For PLM, there were active conversations happening where enthusiasts were asking exactly the questions we were tracking.

Over the course of 6 months, we published a total of 129 Reddit comments from aged, high-karma accounts. 

6-Month Summary

Here’s what the campaign delivered:

  • Optimized top category and product pages for AI search
  • Cut less relevant articles to tighten topical focus
  • Published 20 blog posts in AI-friendly formats
  • Built 154 brand mentions from the press release, product roundups, guest posts, and the scholarship campaign
  • Posted 129 Reddit comments in relevant Subreddits

AI SEO Campaign Results

As you can tell, there was a lot of work that went into the AI SEO campaign. So what about the results?

Revenue: +344% AI Referral Revenue

GA4 showed AI referral revenue up 344% over the course of the campaign. ChatGPT accounted for 94.6% of AI referral sessions, with Perplexity and Gemini making up the rest.

Just keep in mind that GA4 only captures customers who actually clicked a link directly from an AI tool. It doesn’t capture customers who used ChatGPT to research a product and then navigated to PLM separately. For this reason, post-purchase surveys asking customers “how did you hear about us” can give a much better picture of actual AI search conversions.

Post-Purchase Surveys: 0.5% to 5%

PLM used the SEA Post Purchase Survey app on Shopify to ask customers how they found the brand. Submissions citing “ChatGPT, Perplexity, or another AI assistant” went from 0.5% to 5% over the campaign. A 10x increase.

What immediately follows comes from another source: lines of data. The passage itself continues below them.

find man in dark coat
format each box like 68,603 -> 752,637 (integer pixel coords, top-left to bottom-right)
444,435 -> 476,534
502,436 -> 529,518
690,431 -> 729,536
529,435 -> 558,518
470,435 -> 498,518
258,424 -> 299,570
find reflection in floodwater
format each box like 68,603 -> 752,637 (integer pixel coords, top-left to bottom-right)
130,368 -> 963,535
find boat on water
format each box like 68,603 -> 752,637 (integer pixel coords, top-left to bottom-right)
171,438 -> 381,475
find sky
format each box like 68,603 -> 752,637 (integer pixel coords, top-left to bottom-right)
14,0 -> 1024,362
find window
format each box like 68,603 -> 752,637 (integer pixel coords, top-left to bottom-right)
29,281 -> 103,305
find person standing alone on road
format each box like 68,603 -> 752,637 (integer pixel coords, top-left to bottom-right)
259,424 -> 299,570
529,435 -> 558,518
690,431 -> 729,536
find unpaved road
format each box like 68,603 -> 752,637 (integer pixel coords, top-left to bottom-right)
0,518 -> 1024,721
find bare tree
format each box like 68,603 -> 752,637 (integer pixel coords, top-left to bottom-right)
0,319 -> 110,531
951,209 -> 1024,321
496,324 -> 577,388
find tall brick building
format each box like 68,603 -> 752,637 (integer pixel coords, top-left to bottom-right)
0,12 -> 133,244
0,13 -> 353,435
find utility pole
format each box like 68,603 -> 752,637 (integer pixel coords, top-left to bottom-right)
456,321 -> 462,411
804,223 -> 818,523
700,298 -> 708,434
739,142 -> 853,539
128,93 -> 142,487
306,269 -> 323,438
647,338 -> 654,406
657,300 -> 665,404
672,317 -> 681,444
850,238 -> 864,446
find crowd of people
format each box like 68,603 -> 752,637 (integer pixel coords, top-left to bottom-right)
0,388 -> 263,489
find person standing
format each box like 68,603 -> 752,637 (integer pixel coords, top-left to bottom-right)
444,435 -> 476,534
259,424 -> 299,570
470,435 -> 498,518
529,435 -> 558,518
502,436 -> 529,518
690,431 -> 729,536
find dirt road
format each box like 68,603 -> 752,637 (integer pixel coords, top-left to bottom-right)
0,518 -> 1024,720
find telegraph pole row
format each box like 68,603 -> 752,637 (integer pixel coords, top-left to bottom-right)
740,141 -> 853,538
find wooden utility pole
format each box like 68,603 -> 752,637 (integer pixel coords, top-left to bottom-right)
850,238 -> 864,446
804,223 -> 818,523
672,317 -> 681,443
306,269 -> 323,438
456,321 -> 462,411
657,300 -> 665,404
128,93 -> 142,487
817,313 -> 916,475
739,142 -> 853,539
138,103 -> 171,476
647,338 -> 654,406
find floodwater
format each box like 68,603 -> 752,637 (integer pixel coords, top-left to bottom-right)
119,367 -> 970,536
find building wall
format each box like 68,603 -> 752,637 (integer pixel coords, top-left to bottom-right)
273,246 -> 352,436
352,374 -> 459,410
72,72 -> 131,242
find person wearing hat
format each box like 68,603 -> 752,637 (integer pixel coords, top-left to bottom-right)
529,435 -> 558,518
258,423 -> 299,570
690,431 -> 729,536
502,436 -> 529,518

AI search went from a rounding error to a meaningful revenue channel in a few months. 

AI Visibility: 1% to 20%

PLM started the campaign being recommended only 1% of the time for the AI prompts they were targeting. By the end, they were being recommended in more than 20% of their 100 tracked prompts.

Citation Rate: 7% to 18.4%

“Citation rate” is the percentage of AI responses that cited a URL from privatelabelmfg.com. PLM’s citation rate went from 7% to 18.4%, which put them ahead of all their direct competitors.

The articles doing the heavy lifting were the ones we had created, all of which were published within the previous 4 months.

There’s a common misconception that content needs time to age before it performs. What we’re seeing in AI search is the opposite. AI assistants have a very strong bias toward fresh content. New articles were getting cited 100’s of times within weeks of publishing. 

Spillover to Traditional SEO

Even though we weren’t actively focused on traditional SEO, PLM’s organic rankings jumped up anyway. Many high volume keywords went from completely unranked to page 1, and in some cases position 1.

Key Takeaways

  • Prompt research is the AI SEO equivalent of keyword research. Start by turning your existing Google keyword data into likely ChatGPT prompts. It’s more grounded than guessing.
  • Thin product pages don’t get recommended. AI assistants need specs, USPs, compatibility, use cases, and FAQs to confidently recommend a product. If that information isn’t on the page, the products often get skipped.
  • Fresh content gets cited quickly. AI assistants have a strong recency bias. New, well-structured content can start driving AI citations within weeks of publishing.
  • Brand mentions are the #1 driver of AI recommendations. Get your brand mentioned in more places with positive context.
  • A single press release can generate 100+ brand mentions fast. It doesn’t need to be big news. A trade show appearance is enough of a hook.
  • Reddit is one of the most cited domains in ChatGPT. If your brand isn’t showing up in relevant Reddit threads, you’re leaving AI visibility on the table.

AI search is still a small slice of most stores’ overall revenue. But it grew 10x for PLM in 6 months and became a significant revenue source.